Ponle un radiador, con un 7805 es suficiente, además tiene protección térmica, si se calienta se autodesconecta y cuando se enfríe volverá a ir.
Por cierto que siempre he tenido la duda de si la "dinamo" de la bici lo es realmente, sería mucho mas lógico que fuese un alternador ya que es mas sencillo constructivamente y está sujeto a menos averías.


----------



## hericlark (Feb 26, 2011)

pues en realidad ni siquiera es un dinamo lo que planeo usar mas bien es un motorcito como los de los carros de juguete pero un poco mas grande ya que este funciona con 12 voltios pero el principio es igual que el dinamo no, ya que al hacerlo grirar este me transforma la energia mecanica en electrica. les cuento que tengo muchos de estos motorcitos como mas de 100 y ya venian en una cajita con engranes y todo eran parte de una maquina expendedora de snacks son los que hacen girar el resorte que deja caer el producto.

esta pieza entera con todo y los engranes y una manivela que trae a la cual le puedo dar vuelta aunque esta muy dura me llega a generar mas de 120 voltios lo e medido creen que sea real estos voltios aunque no creo que tenga mucho amperage porque no hace prender cosas grandes como un foco ya se lo e puesto y al darle vulta ala manivela como que se frena y no quiere dar vuelta la manivela a que creen que se deba.

pero por ejemplo se la he puesto a las patitas de metal de los cargadores de celular que se conectan a la pared osea a corriente 110 voltios y al girarlo me carga el celular eso quiere decir que si genera mas de 100 voltios no, aunque se batalla para darle vuelta


----------



## DOSMETROS (Feb 26, 2011)

hericlark dijo:


> esta pieza entera con todo y los engranes y una manivela que trae a la cual le puedo dar vuelta aunque esta muy dura me llega a generar mas de 120 voltios lo e medido creen que sea real estos voltios aunque no creo que tenga mucho amperage porque no hace prender cosas grandes como un foco ya se lo e puesto y al darle vulta ala manivela como que se frena y no quiere dar vuelta la manivela a que creen que se deba.
> 
> pero por ejemplo se la he puesto a las patitas de metal de los cargadores de celular que se conectan a la pared osea a corriente 110 voltios y al girarlo me carga el celular eso quiere decir que si genera mas de 100 voltios no, aunque se batalla para darle vuelta


 

Es dura porque tiene una multiplicación , por cada vuelta que le des , el motorcito gira muchas.
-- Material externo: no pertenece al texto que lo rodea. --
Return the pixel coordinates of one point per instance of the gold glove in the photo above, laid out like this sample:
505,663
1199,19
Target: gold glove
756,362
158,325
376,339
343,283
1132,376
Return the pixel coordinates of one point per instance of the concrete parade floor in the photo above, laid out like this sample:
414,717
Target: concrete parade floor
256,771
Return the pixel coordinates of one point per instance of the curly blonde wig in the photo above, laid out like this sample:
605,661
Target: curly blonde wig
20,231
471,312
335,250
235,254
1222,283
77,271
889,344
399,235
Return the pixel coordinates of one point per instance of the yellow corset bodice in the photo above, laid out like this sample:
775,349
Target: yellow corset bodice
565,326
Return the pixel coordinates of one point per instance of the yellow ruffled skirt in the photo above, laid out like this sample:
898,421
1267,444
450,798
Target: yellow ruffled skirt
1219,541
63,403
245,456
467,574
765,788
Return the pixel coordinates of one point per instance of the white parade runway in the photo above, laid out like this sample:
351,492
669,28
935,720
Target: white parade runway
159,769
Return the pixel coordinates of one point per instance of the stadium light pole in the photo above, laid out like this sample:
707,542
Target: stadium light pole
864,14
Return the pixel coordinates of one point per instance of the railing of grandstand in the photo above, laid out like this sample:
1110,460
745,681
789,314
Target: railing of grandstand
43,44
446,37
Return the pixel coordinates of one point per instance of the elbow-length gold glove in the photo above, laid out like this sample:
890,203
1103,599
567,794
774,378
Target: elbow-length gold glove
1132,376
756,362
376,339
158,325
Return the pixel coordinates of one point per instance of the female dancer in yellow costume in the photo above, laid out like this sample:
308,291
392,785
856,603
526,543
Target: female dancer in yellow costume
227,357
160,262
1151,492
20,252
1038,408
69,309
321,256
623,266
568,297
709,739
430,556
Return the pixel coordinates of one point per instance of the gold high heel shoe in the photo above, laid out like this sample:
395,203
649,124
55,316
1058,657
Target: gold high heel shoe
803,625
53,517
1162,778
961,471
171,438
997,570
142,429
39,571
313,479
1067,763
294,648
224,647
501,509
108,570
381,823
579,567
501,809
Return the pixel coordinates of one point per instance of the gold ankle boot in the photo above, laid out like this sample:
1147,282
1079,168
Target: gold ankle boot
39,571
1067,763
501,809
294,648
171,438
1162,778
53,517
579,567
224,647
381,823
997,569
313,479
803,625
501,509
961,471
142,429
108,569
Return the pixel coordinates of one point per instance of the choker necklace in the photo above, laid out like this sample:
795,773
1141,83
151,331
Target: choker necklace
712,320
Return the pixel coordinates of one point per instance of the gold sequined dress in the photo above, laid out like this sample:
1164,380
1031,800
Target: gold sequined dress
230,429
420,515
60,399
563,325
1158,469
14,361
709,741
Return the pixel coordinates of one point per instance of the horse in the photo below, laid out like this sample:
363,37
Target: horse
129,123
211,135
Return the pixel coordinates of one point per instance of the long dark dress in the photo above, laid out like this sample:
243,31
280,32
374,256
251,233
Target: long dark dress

Los voltios son reales , si los mediste , pero seguramente entregue poca corriente (Amperes)

Si le ponés un foco grande se frena porque la dínamo convierte energía mecánica en energía eléctrica , y como tiene un multiplicador mecánico también multiplica la fuerza que debés hacer.



DOSMETROS dijo:


> . . . Vas a sacar mucho músculo


 


Usalo generando 110 Volts junto con el cargador de pared del celular.

Saludos !


----------